Dalam pemaparannya, Juandy menjelaskan bahwa DPRD sebagai representasi formal masyarakat daerah memiliki tiga fungsi utama, yakni fungsi pembentukan peraturan daerah, fungsi anggaran, dan fungsi pengawasan.
“Fungsi pengawasan DPRD merupakan bagian penting dalam memastikan penyelenggaraan pemerintahan daerah berjalan sesuai aturan, transparan, dan dapat dipertanggungjawabkan kepada masyarakat,” jelasnya.
Terkait penerapan WBS, Juandy menekankan bahwa pengawasan DPRD tetap memiliki batas kewenangan. Menurutnya, DPRD dapat melakukan pengawasan secara makro, antara lain memantau tindak lanjut rekomendasi hasil pemeriksaan Inspektorat, mengawasi dukungan anggaran untuk operasional sistem WBS, mengevaluasi kualitas pelayanan publik, serta menyerap dan meneruskan aspirasi maupun pengaduan masyarakat melalui mekanisme kelembagaan DPRD.
Di sisi lain, DPRD tidak dapat mengambil alih kewenangan pemeriksaan yang menjadi ranah aparat pengawasan maupun proses hukum.
“Pengawasan harus dilakukan sesuai koridor kewenangan.
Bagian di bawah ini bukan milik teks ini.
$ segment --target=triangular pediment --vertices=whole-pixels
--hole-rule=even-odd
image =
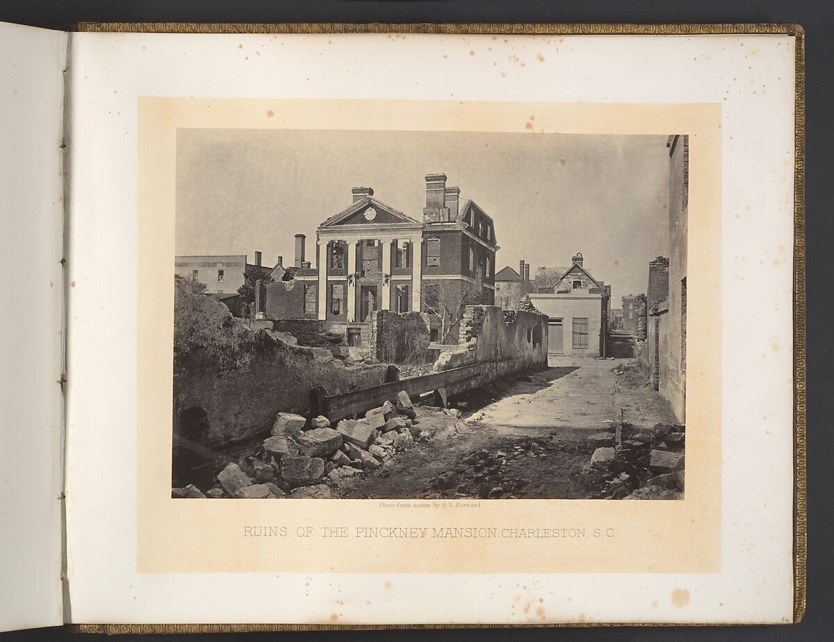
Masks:
[[[319,227],[339,227],[345,225],[420,225],[420,221],[407,216],[387,203],[366,197],[347,209],[330,216]]]

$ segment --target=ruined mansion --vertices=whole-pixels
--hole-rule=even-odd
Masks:
[[[445,174],[427,175],[418,216],[354,187],[350,205],[318,226],[313,261],[305,236],[295,235],[292,277],[259,289],[256,311],[324,321],[354,346],[367,343],[376,311],[425,312],[435,317],[432,339],[442,341],[439,308],[495,303],[495,225],[473,201],[460,204],[460,194]]]

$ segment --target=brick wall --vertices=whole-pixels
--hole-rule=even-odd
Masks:
[[[314,281],[276,281],[267,285],[264,316],[269,319],[315,319],[315,313],[304,313],[304,285]]]
[[[646,295],[638,294],[634,297],[635,332],[638,341],[646,340]]]
[[[646,290],[646,307],[651,310],[656,303],[669,297],[669,259],[658,256],[649,263],[649,287]]]
[[[330,351],[251,331],[208,297],[178,297],[174,325],[174,443],[183,416],[204,413],[214,448],[269,432],[278,412],[306,415],[310,389],[340,394],[384,383],[388,366],[346,366]]]
[[[422,364],[429,360],[429,315],[378,310],[370,316],[371,353],[385,363]]]
[[[458,346],[440,352],[435,370],[486,364],[479,385],[519,371],[547,367],[547,316],[505,312],[495,306],[468,306],[460,321]]]

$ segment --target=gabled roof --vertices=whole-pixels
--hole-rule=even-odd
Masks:
[[[467,218],[466,215],[469,213],[470,207],[475,207],[478,210],[478,212],[480,212],[480,215],[490,221],[490,226],[492,228],[491,242],[495,243],[495,246],[497,247],[498,236],[495,234],[495,221],[493,220],[492,216],[490,216],[489,214],[486,213],[486,212],[484,210],[483,207],[478,205],[478,203],[476,203],[471,198],[467,198],[466,201],[464,202],[464,204],[460,206],[460,208],[458,210],[458,216],[457,218],[455,219],[455,221],[456,223],[465,223]]]
[[[521,281],[521,276],[513,268],[507,266],[495,275],[495,281]]]
[[[580,266],[579,263],[574,263],[572,266],[570,266],[570,267],[568,268],[568,271],[562,275],[562,277],[559,280],[559,282],[560,283],[561,281],[563,281],[565,280],[565,277],[567,276],[569,274],[575,272],[582,272],[585,276],[587,276],[589,279],[594,281],[594,285],[596,286],[596,287],[603,286],[602,284],[600,283],[600,281],[598,281],[596,279],[595,279],[593,276],[590,276],[590,272],[589,272],[587,270],[582,267],[582,266]]]
[[[260,271],[261,276],[265,277],[265,276],[269,276],[272,273],[272,271],[274,270],[275,268],[274,267],[269,267],[269,266],[257,266],[254,263],[247,263],[246,264],[246,269],[247,270],[258,270],[259,271]]]
[[[362,210],[367,207],[370,207],[371,206],[374,207],[379,207],[379,209],[387,212],[394,218],[401,220],[402,222],[404,223],[408,223],[409,225],[420,224],[420,221],[417,221],[415,219],[411,218],[410,216],[406,216],[405,214],[403,214],[403,212],[399,212],[399,210],[394,209],[391,206],[388,205],[388,203],[384,203],[382,202],[382,201],[377,201],[375,198],[373,198],[372,197],[365,197],[360,201],[357,201],[355,203],[352,203],[349,207],[342,210],[338,214],[330,216],[319,226],[329,227],[330,226],[336,225],[337,223],[340,222],[341,221],[344,221],[349,216],[351,216],[354,214],[361,212]]]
DPRD tidak boleh melakukan pemeriksaan fisik, audit investigatif secara khusus, ataupun mengintervensi proses pemeriksaan dan telaah aduan yang sedang berjalan di Inspektorat,” ujar JT sapaan akrabnya.
Juandy juga menegaskan pentingnya menjaga kerahasiaan identitas pelapor dalam sistem WBS. Menurutnya, akses terhadap data pengawasan harus tetap memperhatikan ketentuan hukum dan prinsip perlindungan terhadap whistleblower.
Data yang dapat menjadi bahan pengawasan DPRD, kata dia, antara lain statistik jumlah pengaduan WBS, jumlah laporan yang lolos telaah, OPD yang memiliki tunggakan tindak lanjut hasil pemeriksaan, serta persentase penyelesaian pengaduan.
Sementara itu, identitas pribadi pelapor seperti nama, NIP, alamat, dan nomor telepon merupakan data yang harus dilindungi.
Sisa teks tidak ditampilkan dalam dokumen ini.